Now that the regular season is over, it is time to determine who should win the offensive rookie of the year award. There are three candidates that over the course of the season have proven themselves to be the best of the best of the rookie class: Robert Griffin III, Russell Wilson and Alfred Morris.
You may have noticed a significant absence in the list. Andrew Luck, the quarterback for the Indianapolis Colts and the first overall draft pick, is not, or at least should not, be a contender for the offensive rookie of the year. While Luck has had a solid season, especially in helping his team reach the playoffs as the fifth seed, his numbers simply don’t stack up when compared to Griffin, Wilson or Morris. Luck ranks 26th in passer rating (76.5), 31st in completion percentage (54.1), 17th in yards per attempt (6.98) and is tied for the third most amount of interceptions thrown with 18.
Luck has been alright, and he will more than likely have a good, if not great, career, but he is nowhere near deserving consideration for the offensive rookie of the year, not this year at least.
So then, the question remains, who should win the award: Griffin, Wilson or Morris?
All three have had fantastic seasons. It was expected that RGIII would play well, after all, he was the second overall pick, the reigning Heisman Trophy winner and the Redskins traded more picks than anyone had ever before so that they could draft him. No one could have predicted how well Wilson and (especially) Morris would play, though.
The Seahawks selected Wilson in the third round; Morris wasn’t picked until the sixth round. And yet Wilson tied the record for most touchdowns thrown by a rookie quarterback with 26 and helped his team win 11 games, and all Morris did was rush for 1,613 yards—a Redskins’ franchise record for yards in a season, the second most in the NFL this season and the third most by a rookie running back in NFL history—and 13 touchdowns, only two behind Arian Foster’s NFL leading 15.
Who should win Offensive Rookie of the Year?
Griffin and Wilson had fairly similar numbers.
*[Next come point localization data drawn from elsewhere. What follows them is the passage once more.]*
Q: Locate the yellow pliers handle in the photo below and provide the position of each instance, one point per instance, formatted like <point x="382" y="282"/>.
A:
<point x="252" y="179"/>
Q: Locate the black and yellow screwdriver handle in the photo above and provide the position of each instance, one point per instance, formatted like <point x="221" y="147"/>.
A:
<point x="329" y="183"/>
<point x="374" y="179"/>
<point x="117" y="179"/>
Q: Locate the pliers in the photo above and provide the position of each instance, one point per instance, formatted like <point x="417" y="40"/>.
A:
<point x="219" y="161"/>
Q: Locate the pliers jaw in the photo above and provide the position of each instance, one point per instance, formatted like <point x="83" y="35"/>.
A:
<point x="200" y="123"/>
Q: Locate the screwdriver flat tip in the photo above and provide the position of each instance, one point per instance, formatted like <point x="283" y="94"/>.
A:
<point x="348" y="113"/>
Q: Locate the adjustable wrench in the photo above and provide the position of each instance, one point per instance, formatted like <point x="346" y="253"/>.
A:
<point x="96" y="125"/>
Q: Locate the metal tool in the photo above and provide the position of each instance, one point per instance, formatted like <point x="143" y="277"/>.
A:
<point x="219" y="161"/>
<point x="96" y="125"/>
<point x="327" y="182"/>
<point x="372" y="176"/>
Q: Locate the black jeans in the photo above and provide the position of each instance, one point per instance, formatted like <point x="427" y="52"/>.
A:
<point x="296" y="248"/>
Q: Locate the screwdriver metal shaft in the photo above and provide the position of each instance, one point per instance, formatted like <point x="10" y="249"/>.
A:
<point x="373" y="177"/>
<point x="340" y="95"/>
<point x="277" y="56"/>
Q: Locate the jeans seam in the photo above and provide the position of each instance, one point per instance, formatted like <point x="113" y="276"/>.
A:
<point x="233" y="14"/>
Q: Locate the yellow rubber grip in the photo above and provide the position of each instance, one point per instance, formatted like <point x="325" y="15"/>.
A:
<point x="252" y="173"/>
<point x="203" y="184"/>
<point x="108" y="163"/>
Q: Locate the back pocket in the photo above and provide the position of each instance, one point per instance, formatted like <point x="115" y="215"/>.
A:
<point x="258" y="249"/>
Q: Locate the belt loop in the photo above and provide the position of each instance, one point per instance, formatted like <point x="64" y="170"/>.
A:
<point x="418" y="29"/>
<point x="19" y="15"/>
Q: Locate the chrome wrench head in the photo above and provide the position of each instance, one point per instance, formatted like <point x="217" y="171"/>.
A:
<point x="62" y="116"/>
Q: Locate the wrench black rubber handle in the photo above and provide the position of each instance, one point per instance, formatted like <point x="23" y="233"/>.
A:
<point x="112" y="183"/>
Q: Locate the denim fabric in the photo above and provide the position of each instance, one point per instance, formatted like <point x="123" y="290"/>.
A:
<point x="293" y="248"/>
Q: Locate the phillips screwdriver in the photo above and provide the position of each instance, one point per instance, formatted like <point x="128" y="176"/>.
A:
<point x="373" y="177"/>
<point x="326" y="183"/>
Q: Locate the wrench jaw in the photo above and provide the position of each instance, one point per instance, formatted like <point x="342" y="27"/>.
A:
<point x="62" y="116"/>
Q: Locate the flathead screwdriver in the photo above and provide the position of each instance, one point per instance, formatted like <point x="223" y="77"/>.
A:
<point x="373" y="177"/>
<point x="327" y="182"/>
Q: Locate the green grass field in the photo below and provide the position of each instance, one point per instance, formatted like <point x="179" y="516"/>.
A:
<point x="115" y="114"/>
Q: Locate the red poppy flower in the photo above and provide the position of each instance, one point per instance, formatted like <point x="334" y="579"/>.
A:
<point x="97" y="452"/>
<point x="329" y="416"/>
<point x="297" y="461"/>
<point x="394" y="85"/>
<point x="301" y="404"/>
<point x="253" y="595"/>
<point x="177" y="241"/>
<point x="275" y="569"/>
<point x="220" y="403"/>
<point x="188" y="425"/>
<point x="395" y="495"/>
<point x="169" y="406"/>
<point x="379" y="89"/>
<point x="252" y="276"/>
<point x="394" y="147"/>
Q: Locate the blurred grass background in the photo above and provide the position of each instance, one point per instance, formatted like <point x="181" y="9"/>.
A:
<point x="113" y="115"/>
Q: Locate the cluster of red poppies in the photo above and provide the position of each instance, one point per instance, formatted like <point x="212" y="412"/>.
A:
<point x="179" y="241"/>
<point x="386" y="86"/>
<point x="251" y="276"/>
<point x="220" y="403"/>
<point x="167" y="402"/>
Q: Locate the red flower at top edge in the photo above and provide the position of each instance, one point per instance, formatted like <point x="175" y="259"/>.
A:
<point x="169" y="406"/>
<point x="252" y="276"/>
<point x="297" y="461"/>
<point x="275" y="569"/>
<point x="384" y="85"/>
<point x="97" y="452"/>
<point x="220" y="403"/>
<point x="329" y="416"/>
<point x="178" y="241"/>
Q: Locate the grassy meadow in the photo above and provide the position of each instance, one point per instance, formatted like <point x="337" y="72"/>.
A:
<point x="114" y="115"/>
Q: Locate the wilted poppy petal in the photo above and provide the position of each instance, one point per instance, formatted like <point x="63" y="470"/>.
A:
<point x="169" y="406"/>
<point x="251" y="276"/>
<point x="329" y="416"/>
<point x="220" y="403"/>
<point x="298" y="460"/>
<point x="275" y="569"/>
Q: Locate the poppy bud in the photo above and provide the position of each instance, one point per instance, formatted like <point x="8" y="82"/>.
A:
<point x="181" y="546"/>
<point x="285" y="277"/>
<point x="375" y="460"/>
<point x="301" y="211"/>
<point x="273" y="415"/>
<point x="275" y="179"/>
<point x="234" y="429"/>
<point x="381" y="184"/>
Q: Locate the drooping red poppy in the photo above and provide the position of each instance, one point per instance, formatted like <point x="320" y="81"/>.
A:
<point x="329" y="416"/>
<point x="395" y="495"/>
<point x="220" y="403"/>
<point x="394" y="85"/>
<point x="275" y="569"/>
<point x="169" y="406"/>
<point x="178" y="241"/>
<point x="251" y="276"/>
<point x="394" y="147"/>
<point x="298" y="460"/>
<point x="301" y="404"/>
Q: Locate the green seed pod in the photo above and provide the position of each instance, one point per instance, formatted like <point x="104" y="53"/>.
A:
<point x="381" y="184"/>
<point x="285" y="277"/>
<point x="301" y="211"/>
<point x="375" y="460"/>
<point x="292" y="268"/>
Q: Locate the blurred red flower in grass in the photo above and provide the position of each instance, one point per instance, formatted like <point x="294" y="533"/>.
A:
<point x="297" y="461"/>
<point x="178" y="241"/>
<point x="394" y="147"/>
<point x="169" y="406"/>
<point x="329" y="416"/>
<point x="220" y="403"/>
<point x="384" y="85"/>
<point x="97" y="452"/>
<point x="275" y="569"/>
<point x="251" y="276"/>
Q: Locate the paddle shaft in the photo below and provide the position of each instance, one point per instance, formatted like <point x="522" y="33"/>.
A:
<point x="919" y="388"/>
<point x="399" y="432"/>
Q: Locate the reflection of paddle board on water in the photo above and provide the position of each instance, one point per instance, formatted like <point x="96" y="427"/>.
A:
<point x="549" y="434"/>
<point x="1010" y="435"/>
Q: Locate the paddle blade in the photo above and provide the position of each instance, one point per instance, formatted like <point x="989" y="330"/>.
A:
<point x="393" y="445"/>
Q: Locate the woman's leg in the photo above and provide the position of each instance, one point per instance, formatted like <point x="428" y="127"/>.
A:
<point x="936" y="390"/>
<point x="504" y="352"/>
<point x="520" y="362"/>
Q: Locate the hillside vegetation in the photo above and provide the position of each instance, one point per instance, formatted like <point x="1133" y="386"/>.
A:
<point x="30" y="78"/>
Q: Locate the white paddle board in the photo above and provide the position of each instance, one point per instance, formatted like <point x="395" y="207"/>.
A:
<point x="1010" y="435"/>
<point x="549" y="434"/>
RGIII had a better quarterback rating than Wilson (102.4 versus 100.0) and a better completion percentage (65.6 versus 64.1). Wilson threw for six more touchdowns than Griffin, but he also threw five more interceptions. Griffin also had the edge over Wilson in terms of passing yardage, yards per attempt, rushing yards and rushing touchdowns.
While the numbers are close, Griffin has a slight statistical advantage over Wilson. Griffin separates himself from Wilson though, because he was significantly more important to his team than Wilson.
Though both quarterbacks had a great running back to compliment them, Griffin didn’t have the benefit of having a great defense to rely on. The Seahawks defense ranked fourth in the NFL in yards per game and first in points per game. The Redskins defense ranked 22nd in points per game and 28th in yards per game. Griffin also had to play a significant portion of the season without his two best receivers, Fred Davis and Pierre Garcon.
Take away Wilson from the Seahawks and they still may have reached the playoffs, or at least finished .500. Take Griffin from the Redskins and they don’t win more than five games if they’re lucky.
Alfred Morris had an unbelievable season, an all-pro caliber season. If Adrian Peterson wasn’t a superhuman, than Morris would have had the best season of any running back in the NFL.
He isn’t the rookie of the year though.
For as good as he was, and he was truly great, Morris would not have been as successful without Griffin. The constant of threat of RGIII running the ball, and the fact that defenses always had to respect him, opened up lanes for Morris to run through.
So while all three rookies had fantastic seasons, Robert Griffin III was the most dynamic and the most exceptional. So quite simply, he should be the offensive rookie of the year.